BRANDING: Comment - Brand consultants must double up as environmentalists

An often-overlooked aspect of branding is environmental identity (EI), which might be defined as injecting the brand's philosophy and identity into a specific environment to create an experience for the audience in the marketplace.

Like other aspects of branding, EI relies on human perceptual psychology.

When people are in a seemingly familiar environment, they can co-relate to the brand value experience. All this happens within the critical 15-minute window when customers are fed with conscious and sub-conscious data and imagery that enables them to feel the existence of an identity.

EI thus becomes an important strategic platform and touch-point where people can feel that an identity lives within a product or service's environment.

For the brand consultant, the methodology lies squarely in understanding the brand's core identity, for it is essential to create an environment that fully encompasses and reflects the brand. The experience can then be shifted from the product or service to the retail environment in a way that reflects back on and amplifies both.

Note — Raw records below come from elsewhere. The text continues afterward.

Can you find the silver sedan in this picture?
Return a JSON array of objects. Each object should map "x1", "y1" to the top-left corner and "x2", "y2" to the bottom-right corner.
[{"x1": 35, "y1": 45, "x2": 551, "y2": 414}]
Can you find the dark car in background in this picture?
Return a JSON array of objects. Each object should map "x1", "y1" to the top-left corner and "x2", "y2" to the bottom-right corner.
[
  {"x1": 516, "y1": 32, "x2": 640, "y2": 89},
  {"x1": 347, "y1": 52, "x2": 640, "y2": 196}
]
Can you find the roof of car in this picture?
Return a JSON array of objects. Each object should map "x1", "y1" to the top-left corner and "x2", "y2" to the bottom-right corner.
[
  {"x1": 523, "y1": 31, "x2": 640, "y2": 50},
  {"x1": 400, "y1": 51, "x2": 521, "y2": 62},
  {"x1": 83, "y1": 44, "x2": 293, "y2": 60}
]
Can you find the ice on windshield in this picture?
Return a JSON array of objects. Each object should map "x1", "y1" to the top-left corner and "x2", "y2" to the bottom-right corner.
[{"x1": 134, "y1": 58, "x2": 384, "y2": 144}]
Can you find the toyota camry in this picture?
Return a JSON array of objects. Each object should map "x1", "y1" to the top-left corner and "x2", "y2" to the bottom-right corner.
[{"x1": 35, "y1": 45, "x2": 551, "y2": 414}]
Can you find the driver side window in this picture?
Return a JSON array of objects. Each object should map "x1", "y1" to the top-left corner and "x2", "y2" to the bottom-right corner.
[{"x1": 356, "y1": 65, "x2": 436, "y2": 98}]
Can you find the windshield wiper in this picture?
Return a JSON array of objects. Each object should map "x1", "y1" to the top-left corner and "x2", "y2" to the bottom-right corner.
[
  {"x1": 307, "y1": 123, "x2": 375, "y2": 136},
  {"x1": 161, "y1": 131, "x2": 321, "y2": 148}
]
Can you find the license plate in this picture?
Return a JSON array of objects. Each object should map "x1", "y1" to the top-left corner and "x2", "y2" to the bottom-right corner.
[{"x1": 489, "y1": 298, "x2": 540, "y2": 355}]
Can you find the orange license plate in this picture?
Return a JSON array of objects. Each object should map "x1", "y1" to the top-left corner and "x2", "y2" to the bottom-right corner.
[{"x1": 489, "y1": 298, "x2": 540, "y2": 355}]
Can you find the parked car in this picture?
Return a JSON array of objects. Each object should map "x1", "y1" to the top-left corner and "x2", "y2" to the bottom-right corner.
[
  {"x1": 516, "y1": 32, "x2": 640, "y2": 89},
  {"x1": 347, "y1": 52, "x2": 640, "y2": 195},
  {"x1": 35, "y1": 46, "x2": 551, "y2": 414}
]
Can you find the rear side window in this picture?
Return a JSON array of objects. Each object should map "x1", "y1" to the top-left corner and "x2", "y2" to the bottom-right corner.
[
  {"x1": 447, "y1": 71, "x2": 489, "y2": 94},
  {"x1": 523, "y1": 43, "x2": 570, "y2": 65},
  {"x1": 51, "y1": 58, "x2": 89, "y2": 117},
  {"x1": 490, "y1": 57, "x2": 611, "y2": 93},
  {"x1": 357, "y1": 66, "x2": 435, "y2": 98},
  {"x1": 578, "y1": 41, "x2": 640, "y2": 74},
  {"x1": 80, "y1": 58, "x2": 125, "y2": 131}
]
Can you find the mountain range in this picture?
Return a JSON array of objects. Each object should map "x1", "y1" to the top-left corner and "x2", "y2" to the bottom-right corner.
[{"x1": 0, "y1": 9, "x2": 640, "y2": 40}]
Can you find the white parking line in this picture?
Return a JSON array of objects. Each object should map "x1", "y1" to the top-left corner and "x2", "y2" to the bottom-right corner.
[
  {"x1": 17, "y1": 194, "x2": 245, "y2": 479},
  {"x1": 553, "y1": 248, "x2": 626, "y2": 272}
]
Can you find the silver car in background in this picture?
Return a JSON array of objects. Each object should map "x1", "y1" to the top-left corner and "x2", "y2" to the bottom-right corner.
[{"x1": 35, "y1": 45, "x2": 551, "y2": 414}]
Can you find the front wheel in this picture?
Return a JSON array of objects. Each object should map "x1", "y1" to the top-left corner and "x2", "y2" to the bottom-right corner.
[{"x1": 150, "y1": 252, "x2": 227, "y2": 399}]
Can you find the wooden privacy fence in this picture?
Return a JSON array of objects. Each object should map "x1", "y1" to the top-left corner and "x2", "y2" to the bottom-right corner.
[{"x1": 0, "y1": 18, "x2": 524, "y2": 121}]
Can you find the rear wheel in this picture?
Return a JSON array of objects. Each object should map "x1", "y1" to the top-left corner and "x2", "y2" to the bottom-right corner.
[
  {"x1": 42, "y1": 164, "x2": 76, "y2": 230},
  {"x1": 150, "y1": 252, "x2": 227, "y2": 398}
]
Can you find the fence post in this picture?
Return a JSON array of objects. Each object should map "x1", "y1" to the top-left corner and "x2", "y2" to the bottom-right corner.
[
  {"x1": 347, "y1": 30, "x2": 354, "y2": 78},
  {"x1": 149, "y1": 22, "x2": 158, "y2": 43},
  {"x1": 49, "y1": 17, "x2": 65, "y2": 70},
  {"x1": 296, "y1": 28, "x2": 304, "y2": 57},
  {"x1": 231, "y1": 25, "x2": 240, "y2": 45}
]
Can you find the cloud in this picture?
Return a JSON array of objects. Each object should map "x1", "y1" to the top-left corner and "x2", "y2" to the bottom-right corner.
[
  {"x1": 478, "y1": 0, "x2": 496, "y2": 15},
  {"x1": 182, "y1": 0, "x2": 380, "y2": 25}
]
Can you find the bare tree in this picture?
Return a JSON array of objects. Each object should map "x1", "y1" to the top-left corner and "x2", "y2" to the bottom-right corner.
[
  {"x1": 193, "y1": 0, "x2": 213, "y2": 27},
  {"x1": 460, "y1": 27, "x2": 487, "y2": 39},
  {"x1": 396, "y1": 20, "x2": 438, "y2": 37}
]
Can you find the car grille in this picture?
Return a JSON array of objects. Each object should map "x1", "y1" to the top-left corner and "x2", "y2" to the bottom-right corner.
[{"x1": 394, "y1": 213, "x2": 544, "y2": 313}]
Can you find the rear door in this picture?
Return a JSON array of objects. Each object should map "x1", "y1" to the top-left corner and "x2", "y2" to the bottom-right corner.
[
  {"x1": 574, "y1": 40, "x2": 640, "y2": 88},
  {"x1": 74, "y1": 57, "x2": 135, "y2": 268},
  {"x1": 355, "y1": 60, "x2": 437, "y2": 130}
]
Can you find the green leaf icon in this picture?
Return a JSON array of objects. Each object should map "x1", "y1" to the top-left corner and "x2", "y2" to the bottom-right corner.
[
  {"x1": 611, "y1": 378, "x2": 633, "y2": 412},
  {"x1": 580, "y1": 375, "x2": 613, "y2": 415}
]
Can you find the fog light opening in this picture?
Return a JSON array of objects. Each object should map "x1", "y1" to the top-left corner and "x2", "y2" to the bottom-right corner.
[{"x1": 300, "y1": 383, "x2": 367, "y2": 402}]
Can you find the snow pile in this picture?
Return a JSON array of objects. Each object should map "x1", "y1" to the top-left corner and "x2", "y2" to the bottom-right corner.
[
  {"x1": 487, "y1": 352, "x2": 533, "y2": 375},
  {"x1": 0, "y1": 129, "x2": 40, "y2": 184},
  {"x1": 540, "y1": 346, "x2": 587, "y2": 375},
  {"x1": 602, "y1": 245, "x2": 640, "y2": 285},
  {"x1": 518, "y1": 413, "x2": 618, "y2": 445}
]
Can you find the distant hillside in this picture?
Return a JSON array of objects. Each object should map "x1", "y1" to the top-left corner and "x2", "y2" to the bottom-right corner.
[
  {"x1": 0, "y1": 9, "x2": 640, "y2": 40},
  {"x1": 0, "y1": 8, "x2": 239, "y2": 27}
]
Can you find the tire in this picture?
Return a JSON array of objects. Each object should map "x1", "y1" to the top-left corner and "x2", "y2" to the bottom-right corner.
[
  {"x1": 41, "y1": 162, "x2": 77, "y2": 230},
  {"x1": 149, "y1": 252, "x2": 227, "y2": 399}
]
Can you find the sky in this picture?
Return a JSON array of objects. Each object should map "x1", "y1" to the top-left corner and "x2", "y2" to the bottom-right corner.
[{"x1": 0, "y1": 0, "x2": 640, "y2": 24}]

The brand consultant needs to be something of a conjurer and illusionist to invoke emotive visual cues, as well as three-dimensional elements, to visually create an audience's perception of brand personality and achieve a unique brand retail experience. This process has two critical elements: defining the dimensions of the physical environment, its possibilities and inherent weaknesses and using appropriate visual communications and right choice of materials for furnishing. Miele is one retailer which has overcome limitations of small showroom size and has transformed this disadvantage into an asset. In its Bangkok showroom for example, Miele creates a visually- striking space. The emphasis is on a high-end experience that is bold, ambient and completely different from the way in which white goods are traditionally marketed and sold. It wonderfully showcases their products as the Rolls Royce of white goods.

What are the advantages to contextualising the brand identity within its retail space? Firstly, the retailer will connect to the customer better because a distinctive environmental identity is an important strategic platform for communicating the values of a product's brand with great precision. Furthermore, the customer can see, touch and smell the brand.

Secondly, a focus on retail environment creates brand preference. Physical space offers the possibility of literally and figuratively communicating with customers at the moment of purchase (one-to-one marketing). Creating trust and good experiential visual associations concerning the customer's environment will ultimately lead to customer loyalty. Thirdly, creating an EI with a powerful thematic element creates an experience that trendsetters will adopt and which will stand the test of time. And endurance of the brand over time is and always has been the acid test of brand potency.